I'd find another 2.5 or rebuild that one


----------



## JeepCoMJ (Nov 11, 2010)

needs bearings, rings, maybe lifters

rebuild or replace. I've never had a 4 cyl fail on me, but have replaced one for a customer...i happened to have one with 205k miles, no issues, that he wanted cheap, so i installed it. he's put another 150k miles on it so far with no issues.


----------



## got-h2o (Sep 26, 2008)

Replace. It's not worth rebuilding anymore with the price you can find a good reman for. Leave the work to the pros. 

Also consider a low mile used motor.
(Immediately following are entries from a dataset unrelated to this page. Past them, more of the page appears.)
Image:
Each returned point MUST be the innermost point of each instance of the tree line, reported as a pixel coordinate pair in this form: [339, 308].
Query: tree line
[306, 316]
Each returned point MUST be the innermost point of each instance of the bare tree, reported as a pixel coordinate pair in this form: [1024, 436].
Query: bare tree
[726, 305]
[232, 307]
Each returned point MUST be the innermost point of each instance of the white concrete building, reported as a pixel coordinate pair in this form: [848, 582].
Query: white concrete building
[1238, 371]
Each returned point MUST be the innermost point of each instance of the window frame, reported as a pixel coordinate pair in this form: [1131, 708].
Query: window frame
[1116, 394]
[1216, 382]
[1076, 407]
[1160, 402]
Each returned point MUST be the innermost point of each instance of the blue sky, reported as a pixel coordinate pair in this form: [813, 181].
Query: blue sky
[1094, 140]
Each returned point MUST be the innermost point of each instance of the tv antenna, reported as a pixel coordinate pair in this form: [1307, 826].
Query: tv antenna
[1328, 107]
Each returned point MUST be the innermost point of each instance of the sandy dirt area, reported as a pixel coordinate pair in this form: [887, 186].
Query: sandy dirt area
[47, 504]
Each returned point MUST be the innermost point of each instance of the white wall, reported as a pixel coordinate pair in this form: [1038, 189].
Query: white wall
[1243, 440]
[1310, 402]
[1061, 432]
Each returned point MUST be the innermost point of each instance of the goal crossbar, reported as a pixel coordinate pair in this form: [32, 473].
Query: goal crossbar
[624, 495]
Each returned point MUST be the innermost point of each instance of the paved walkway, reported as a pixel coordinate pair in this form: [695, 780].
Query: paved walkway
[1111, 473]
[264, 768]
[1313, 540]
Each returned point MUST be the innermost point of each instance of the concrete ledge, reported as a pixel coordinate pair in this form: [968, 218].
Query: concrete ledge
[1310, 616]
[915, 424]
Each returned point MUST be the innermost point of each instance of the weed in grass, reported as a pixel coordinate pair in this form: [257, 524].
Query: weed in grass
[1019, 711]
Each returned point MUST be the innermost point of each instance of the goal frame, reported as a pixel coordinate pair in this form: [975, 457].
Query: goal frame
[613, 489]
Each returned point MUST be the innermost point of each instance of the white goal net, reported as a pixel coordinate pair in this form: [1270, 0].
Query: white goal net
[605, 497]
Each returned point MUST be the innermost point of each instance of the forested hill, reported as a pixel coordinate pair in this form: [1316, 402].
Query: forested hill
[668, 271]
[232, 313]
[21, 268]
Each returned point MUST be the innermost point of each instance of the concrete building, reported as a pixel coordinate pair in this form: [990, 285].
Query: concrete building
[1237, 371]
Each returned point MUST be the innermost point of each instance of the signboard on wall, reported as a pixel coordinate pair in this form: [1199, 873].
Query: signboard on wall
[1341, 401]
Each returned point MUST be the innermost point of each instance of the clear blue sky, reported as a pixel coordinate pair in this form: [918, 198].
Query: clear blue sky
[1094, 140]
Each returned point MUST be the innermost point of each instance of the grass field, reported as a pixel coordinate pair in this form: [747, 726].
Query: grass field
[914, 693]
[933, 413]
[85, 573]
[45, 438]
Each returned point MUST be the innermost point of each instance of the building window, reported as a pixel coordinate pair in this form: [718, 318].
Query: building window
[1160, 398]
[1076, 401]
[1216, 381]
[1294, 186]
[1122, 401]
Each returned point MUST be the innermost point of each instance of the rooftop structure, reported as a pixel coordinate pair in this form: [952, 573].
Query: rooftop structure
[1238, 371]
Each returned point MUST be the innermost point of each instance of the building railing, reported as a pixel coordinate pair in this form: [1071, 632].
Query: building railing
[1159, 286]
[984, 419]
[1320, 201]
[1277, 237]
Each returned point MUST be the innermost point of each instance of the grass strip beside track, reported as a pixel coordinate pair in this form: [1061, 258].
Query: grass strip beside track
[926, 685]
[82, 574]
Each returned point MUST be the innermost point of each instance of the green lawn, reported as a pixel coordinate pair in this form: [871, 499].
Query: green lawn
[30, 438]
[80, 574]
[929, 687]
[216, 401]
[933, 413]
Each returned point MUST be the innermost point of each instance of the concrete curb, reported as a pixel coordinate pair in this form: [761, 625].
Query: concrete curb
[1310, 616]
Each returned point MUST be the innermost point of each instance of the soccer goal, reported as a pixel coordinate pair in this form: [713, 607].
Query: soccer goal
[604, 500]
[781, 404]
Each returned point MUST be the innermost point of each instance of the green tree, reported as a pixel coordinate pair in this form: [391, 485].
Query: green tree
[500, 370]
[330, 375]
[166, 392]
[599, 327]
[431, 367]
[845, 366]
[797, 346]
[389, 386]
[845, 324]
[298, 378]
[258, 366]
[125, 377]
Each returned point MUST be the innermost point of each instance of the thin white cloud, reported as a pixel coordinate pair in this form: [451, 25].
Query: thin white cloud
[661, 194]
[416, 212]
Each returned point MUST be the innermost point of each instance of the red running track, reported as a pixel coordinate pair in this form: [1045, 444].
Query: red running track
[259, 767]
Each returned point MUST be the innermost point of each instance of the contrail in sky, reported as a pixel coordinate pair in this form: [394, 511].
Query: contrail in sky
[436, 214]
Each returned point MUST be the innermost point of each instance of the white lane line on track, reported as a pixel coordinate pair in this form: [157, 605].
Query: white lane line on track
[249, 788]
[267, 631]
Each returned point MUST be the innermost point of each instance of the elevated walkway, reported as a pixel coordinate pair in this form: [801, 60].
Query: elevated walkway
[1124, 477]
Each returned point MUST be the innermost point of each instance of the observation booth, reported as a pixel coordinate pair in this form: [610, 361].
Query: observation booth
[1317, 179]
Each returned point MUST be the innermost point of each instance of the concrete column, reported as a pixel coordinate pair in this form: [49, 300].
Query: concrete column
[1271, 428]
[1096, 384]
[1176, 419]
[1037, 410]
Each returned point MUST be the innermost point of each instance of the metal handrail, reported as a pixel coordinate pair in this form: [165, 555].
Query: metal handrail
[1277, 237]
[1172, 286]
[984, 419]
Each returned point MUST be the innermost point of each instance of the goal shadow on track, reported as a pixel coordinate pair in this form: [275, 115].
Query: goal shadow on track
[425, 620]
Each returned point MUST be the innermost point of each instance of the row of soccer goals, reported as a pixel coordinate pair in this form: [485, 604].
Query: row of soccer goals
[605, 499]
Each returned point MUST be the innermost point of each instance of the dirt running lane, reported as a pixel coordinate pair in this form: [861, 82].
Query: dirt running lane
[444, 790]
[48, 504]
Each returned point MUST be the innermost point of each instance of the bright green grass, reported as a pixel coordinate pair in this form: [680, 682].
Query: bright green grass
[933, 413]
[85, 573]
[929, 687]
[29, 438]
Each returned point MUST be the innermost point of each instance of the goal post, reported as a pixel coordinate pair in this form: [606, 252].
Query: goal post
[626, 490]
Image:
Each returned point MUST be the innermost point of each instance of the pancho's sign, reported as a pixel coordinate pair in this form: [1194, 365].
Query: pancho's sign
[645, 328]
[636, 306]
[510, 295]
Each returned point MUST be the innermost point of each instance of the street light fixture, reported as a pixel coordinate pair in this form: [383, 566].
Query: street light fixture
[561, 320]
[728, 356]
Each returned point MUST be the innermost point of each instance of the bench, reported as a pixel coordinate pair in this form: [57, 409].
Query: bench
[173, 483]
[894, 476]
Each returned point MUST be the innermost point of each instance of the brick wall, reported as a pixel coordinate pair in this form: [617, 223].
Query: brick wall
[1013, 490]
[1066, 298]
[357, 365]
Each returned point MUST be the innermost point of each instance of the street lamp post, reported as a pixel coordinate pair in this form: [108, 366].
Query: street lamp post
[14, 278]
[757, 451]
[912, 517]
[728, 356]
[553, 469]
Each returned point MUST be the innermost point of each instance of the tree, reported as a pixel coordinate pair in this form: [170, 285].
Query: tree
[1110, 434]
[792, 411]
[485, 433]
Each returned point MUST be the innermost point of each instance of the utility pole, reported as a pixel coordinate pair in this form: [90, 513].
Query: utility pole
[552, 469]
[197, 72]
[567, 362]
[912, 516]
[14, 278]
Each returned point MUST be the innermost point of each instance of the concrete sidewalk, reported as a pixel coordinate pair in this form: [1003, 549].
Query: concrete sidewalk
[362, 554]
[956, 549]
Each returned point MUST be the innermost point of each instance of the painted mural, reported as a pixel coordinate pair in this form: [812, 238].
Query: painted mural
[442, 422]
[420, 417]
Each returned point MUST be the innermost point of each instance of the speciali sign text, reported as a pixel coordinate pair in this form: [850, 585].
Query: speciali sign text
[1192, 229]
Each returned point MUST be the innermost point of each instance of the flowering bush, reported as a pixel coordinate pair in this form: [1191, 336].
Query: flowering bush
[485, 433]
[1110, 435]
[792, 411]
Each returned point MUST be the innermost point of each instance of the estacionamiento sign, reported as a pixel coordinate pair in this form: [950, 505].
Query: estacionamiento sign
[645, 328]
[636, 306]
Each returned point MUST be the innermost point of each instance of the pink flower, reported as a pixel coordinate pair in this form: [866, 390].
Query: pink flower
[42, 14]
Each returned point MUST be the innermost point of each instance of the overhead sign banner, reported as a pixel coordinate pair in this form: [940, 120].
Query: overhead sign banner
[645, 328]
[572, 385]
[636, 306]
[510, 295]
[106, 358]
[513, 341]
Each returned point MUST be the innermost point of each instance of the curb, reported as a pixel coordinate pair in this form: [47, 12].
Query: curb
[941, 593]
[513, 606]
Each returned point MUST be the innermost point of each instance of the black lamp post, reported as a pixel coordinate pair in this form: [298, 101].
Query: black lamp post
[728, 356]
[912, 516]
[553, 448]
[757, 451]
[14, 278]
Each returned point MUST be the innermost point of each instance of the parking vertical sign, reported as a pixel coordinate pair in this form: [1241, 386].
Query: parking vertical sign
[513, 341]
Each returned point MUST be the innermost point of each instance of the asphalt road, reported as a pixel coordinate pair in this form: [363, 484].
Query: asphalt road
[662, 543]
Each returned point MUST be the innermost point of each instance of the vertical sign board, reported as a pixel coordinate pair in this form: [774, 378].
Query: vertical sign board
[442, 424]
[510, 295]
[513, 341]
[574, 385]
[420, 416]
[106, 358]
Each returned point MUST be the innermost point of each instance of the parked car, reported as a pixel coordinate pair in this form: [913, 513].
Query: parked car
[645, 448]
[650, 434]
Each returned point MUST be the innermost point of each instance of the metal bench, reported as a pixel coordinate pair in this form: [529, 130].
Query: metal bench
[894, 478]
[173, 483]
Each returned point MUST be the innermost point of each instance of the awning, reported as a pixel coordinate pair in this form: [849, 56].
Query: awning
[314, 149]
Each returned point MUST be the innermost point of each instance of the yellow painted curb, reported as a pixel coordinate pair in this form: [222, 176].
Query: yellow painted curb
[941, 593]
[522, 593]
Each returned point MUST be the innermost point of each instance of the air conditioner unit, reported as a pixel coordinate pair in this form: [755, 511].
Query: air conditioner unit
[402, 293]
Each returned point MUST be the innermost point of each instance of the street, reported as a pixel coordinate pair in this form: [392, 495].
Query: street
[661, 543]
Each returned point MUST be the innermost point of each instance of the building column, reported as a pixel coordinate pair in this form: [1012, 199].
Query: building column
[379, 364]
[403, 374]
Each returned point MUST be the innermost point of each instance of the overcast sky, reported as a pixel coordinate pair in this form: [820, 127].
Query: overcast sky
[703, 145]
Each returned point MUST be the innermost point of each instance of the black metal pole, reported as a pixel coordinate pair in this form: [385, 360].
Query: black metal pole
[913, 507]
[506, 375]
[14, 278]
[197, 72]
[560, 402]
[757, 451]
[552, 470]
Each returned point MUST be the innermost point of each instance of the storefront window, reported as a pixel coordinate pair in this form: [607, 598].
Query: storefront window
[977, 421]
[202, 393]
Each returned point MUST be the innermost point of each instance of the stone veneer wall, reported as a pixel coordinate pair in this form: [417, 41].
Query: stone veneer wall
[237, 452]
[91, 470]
Junk yards don't sell just junk. A reputable salvage yard will sell a good one reasonably and with a warranty. We do a lot of motors in used cars and I see nothing wrong with that. Nobody builds them like the factory does. Then again, we deal with places that we know and trust. Most 50-60k mile motors we buy are $500 average depending what it is.


----------



## bugthug (Oct 13, 2004)

csi.northcoast;1632201 said:


> my 97 jeep tj 2.5 litre has a knock. it also have a little blow buy... i would like some opinions on rebuild or replace with reman. a used motor is out of the question since most motors have more miles than mine does and only about 500 cheaper than a reman...
> 
> i do have mechanical expirience but by no mean an expert mechannic
> 
> the jeep is really clean and i would like to keep it


I have a 2.5 out of a 1995 with low miles. E mail me at [email protected] if interested


----------



## Hubjeep (Jan 9, 2002)

Search around CL and such until you find one. Around $500 sounds fair, they are not really in demand I found one for a friend (1993 YJ) for $300, about 100K on the motor.


----------



## Big-Foot (Jun 2, 2013)

Last time I installed a "Good used engine", it turned out to be a dud... Of course the yard I bought it from exchanged it for another one, but they would not think of paying anything toward the labor, oil, antifreeze that went into their dud engine. If you buy a used one, make sure you pull the pan and check things out. At the very least, remove the oil filter and carefully cut the can off of it with snips and then pull the paper pleats apart and look for metal.. I sure wish someone would have given me this tip a lot of years ago..

Factory long blocks cost a bit, but are backed with a warranty..


----------